On Friday, May 12, 2017, the world was alarmed to discover that cybercrime had achieved a new record. In a widespread ransomware attack that hit organizations in more than 100 countries within the span of 48 hours, the operators of malware known as WannaCry/WanaCrypt0r 2.0 are believed to have caused the biggest attack of its kind ever recorded.

Perhaps more than anything else, this ransomware onslaught is a resounding reminder of the importance of security basics, especially when it comes to Microsoft product patching. Those who applied critical Microsoft Windows patches released in March were protected against this attack. Another basic protection is the possession of current, offline backups of data. For ransomware attacks like this one, having a viable backup will enable a successful incident response, leaving attackers high and dry and unable to collect money for their evil doings.

WannaCry, WanaCrypt or Wcry for short, is ransomware that works like other malware of its type, with a few intricacies that highlight the sophistication of its operators.

First, the malware uses exploits that were supposedly leaked by a group that calls itself Shadow Brokers. The result of leaking exploits very often gives rise to malicious actors who use them for their nefarious purposes, which is what happened in this case.

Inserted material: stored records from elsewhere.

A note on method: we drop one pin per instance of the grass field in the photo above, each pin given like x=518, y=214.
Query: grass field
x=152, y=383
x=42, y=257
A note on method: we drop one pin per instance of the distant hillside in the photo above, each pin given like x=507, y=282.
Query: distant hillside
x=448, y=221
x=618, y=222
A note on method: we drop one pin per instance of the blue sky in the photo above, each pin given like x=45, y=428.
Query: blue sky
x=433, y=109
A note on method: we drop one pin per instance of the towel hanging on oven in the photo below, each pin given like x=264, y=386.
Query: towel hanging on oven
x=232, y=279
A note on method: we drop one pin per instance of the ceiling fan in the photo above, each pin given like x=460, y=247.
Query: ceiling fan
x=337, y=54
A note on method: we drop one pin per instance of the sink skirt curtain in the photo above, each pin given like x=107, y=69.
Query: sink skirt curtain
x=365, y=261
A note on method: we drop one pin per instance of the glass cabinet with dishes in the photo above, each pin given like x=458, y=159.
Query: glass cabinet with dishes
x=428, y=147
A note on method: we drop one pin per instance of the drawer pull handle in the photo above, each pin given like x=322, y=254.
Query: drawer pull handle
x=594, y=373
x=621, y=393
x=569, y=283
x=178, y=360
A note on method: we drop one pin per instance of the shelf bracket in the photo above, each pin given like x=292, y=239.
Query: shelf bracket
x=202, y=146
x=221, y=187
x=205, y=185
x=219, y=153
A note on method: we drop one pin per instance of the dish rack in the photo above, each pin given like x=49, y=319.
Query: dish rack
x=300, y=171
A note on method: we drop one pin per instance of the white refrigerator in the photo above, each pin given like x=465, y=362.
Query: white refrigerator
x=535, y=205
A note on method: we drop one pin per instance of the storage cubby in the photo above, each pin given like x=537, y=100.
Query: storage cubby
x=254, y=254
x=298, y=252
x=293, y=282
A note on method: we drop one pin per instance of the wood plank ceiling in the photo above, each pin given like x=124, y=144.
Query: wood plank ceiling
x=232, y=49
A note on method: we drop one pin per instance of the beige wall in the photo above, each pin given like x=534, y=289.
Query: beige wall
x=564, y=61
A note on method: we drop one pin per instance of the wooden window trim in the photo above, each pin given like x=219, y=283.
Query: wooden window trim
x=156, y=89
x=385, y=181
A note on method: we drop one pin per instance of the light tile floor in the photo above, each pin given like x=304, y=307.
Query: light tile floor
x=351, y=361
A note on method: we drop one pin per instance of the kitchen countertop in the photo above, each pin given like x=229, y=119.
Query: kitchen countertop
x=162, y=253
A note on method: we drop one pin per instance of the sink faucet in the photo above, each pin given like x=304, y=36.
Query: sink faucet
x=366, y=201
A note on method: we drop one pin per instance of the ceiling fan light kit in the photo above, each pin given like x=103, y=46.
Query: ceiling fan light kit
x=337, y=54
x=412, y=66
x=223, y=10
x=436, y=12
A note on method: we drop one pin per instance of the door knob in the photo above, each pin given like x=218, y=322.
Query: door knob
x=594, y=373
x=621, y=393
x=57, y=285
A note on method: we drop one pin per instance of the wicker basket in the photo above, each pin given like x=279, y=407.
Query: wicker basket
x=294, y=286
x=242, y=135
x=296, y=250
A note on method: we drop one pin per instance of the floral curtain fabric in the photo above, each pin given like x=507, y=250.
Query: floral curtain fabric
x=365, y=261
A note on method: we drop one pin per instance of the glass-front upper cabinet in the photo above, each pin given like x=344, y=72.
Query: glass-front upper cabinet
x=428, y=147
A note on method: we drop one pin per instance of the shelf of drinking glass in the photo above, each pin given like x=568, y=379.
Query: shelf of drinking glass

Second, the malware uses strong, asymmetric encryption, employing the RSA 2048-bit cipher to encrypt files. This method is considered relatively slow when compared to symmetric encryption, but it is very strong and virtually impossible to break.

Third, the malware’s architecture is modular, a feature known to be used in legitimate software, but also in complex malware projects such as banking Trojans. Most ransomware is not modular, but rather simplistic, and carries out its tasks without any modularity. This means that the authors behind Wcry are more likely to be a group of people, more than just one developer, and even possibly one of the organized cybercrime gangs that distribute malware such as Dridex and Locky.

Bottom line, we are not dealing with amateurs. This widespread attack is of high severity, and although the vulnerability should have been patched a while back, many organizations have been hit and the count keeps rising.

The Wcry outbreak started showing up on May 12, 2017, but it relies on a number of elements that have been around for a while. It even offered a sneak preview a week ago when it showed up in Trojan.Win32.CryptoFF attacks in Peru.